Add non-record JEPA byte-level encoder-decoder submission by gravelBridge · Pull Request #696 · openai/parameter-golf

gravelBridge · 2026-03-25T08:25:12Z

Non-record submission for the 16MB track using a JEPA (Joint Embedding Predictive Architecture) encoder-decoder as an alternative to the standard causal GPT used by all current leaderboard entries.

Architecture: Byte-level tokenizer (vocab 260, no BPE), 5-layer depth-recurrent encoder (2 repeats) with patched latent projection, 7-layer causal decoder conditioned on encoder latents. 24.6M parameters.
Quantization & Compression: INT6 optimal-clip quantization with STE QAT during warmdown, LZMA preset 9 compression. - Total submission: 15.7MB.
Test-Time Training: Sliding window TTT with SGD (lr=0.002), 2 epochs per chunk, stride 256.
Result: Final TTT val_bpb 1.2622 (pre-quantization 1.2957), trained for 10,635 / 20,000 steps.

Replace the isolated per-patch decoder (8-byte window with no cross-patch information flow) with a full-sequence causal decoder over all bytes. Each byte can now attend to all preceding bytes across patch boundaries, with patch-level context upsampled and added as conditioning. This removes the critical information bottleneck where byte predictions at patch boundaries had no access to preceding bytes from other patches.

Shift parameter budget from the encoder to the decoder, where val_bpb is determined. Encoder goes from 10 unique blocks to 5 unique blocks cycled 2x (same 10 effective layers, half the unique params). Decoder grows from 2 to 6 layers, tripling capacity for byte-level prediction. Total unique params drops ~1.5M but decoder gets ~4M more.

…atents Replace the decoder's conditioning signal from pred_latent (predictor's noisy estimate, routed through a latent_dim bottleneck) with the encoder's context output directly (model_dim, shifted by 1 patch for causality). The JEPA predictor + MSE loss remain as an auxiliary training objective, but the decoder now receives the exact encoder representations instead of a noisy compressed proxy.
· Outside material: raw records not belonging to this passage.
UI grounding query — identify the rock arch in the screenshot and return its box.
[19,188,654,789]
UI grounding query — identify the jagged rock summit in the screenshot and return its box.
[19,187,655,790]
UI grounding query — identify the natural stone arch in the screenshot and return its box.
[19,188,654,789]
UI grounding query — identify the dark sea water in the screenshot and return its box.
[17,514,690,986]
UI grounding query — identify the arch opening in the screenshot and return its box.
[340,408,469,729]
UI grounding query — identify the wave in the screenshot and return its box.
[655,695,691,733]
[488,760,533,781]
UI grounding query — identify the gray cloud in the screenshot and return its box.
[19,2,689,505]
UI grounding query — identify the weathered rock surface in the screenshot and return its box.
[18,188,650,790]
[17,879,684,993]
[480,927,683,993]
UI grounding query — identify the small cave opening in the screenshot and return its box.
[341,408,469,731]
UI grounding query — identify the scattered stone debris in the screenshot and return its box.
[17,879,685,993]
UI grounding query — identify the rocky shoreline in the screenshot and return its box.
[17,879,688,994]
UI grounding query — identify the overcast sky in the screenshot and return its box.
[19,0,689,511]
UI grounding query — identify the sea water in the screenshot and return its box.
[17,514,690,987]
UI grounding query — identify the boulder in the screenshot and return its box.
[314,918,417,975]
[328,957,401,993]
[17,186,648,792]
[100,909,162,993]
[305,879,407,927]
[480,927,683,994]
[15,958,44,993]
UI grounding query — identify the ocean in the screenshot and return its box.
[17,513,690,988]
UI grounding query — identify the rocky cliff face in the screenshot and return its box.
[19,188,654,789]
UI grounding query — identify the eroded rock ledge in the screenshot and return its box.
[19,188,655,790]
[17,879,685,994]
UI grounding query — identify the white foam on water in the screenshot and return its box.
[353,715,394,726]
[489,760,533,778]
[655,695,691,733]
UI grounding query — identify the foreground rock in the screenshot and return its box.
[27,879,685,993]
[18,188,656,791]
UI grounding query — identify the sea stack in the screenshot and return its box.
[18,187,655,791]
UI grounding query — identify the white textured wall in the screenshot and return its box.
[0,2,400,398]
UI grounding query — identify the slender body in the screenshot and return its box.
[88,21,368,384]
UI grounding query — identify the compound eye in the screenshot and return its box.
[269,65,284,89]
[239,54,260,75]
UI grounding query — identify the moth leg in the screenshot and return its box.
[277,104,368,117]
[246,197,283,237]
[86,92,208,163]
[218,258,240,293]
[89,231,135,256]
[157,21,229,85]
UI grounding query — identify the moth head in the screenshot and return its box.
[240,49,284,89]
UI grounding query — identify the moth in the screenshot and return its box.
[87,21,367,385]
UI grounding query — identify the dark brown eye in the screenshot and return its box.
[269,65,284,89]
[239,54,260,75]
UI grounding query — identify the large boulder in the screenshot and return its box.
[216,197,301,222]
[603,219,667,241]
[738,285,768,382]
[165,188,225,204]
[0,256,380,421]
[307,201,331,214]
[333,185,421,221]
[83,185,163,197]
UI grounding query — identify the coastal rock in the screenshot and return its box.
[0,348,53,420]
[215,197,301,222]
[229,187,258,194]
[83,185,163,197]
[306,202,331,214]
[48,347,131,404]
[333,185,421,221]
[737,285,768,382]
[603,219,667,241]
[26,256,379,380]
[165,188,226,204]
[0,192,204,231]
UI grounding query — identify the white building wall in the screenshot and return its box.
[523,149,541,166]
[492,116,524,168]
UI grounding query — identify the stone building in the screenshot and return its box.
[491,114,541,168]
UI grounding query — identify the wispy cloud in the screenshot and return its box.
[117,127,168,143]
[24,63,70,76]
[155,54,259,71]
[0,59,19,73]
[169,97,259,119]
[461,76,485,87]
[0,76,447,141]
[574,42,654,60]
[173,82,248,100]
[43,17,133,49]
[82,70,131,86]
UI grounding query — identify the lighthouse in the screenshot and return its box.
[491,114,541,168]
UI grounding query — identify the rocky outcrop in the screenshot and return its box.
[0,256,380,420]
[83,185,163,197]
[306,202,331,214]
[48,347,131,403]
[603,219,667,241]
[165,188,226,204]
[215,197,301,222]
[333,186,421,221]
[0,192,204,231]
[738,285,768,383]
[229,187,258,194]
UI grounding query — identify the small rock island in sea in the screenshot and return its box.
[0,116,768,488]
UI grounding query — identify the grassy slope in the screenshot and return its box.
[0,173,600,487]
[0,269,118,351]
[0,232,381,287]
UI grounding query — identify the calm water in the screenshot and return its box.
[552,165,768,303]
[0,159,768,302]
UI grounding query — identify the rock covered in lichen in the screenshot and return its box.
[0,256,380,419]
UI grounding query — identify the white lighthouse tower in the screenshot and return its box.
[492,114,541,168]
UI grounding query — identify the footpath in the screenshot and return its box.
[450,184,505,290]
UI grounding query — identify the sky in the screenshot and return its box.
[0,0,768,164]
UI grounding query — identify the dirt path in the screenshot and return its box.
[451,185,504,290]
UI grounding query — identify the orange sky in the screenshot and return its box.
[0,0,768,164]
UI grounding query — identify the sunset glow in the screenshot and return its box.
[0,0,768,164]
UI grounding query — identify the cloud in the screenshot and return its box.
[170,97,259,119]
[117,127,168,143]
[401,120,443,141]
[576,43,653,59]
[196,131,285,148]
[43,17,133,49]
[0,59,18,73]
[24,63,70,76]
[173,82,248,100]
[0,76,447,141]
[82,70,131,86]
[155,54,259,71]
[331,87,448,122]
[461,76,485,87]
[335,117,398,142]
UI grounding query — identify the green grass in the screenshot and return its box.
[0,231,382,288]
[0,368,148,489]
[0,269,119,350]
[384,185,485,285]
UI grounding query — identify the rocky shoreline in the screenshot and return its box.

Removes decoder_cond projection layer since context is already model_dim.

…dicted latents" This reverts commit 7cdf651.

The JEPA prediction loss had 2x the gradient weight of the actual compression objective (CE). Flip the ratio: CE gets 3x weight, pred gets 0.5x. This directs more gradient signal toward byte-level prediction quality, with JEPA serving as a lighter regularizer.

Current compressed model is only 9MB of the 16MB limit. Increase model_dim from 384 to 480 and decoder_layers from 6 to 8, bringing total params from ~14.7M to ~26.4M (compressed ~15.8MB). Nearly all the extra capacity goes to the decoder where val_bpb is determined.

Sliding window eval scores each byte with near-maximum context. Windows of seq_len advance by stride (default 512 bytes = 64 patches). Only the tail stride bytes per window are scored (first window scores all). Adds forward_logits() method that returns per-position logits without computing loss. Only the final int8+zlib roundtrip eval uses sliding window; periodic training eval stays fast (non-overlapping).

- MLP activation: relu² → LeakyReLU(0.5)² (matching SOTA) - EMA weight averaging (decay=0.997) applied before serialization - SWA snapshots collected every 50 steps when lr scale < 0.2 - Test-time training: score-first legal TTT with SGD (lr=0.002, momentum=0.9, 3 epochs, 32K chunks, cosine LR decay) - Eval stride reduced to 64 (matching SOTA)

SWA snapshots collected during warmdown are now averaged and applied instead of being discarded. TTT adaptation uses forward_logits + CE loss directly, avoiding unnecessary prediction/SIGReg gradient signal.

Replace INT8+zlib with mixed INT6/INT8+LZMA to reduce serialized model size. MLP/attn/other weights use INT6 ([-31,31]) with per-row MSE-optimal clip search; embeddings stay INT8. Add STE quantization-aware training that activates during warmdown (LR scale < 0.15). Switch compression from zlib to LZMA for better entropy exploitation on low-range values. Also bump eval batch defaults (val_sliding_batch, ttt_batch_seqs) from 8 to 32 to match SOTA, and add infer/adapt timing breakdown to TTT logs.

Halves context length to ~4x reduce attention cost per forward pass, making sliding window eval and TTT feasible within time budget.

524032 = 2047 * 32 * 8, ensuring divisibility across 8 GPUs.

Bump LZMA compression from preset 6 to 9 and quantize embeddings to INT6 (previously INT8). Previous run was 363KB over budget.

TTT was catastrophically diverging (bpb 1.24 -> 2.53) because sequential adaptation was destroying the JEPA encoder. Now only decoder parameters adapt during TTT. Also disable QAT during TTT to avoid injecting quantization noise on already-dequantized weights.

Revert encoder freeze (divergence was from QAT during TTT, not encoder adaptation). Increase sliding window stride from 64 to 256 and reduce TTT epochs from 3 to 1 for faster eval.

Each decoder block is ~1.84M params (~1.1MB compressed). Previous run was 572KB over the 16MB limit. Dropping one decoder layer should provide enough headroom.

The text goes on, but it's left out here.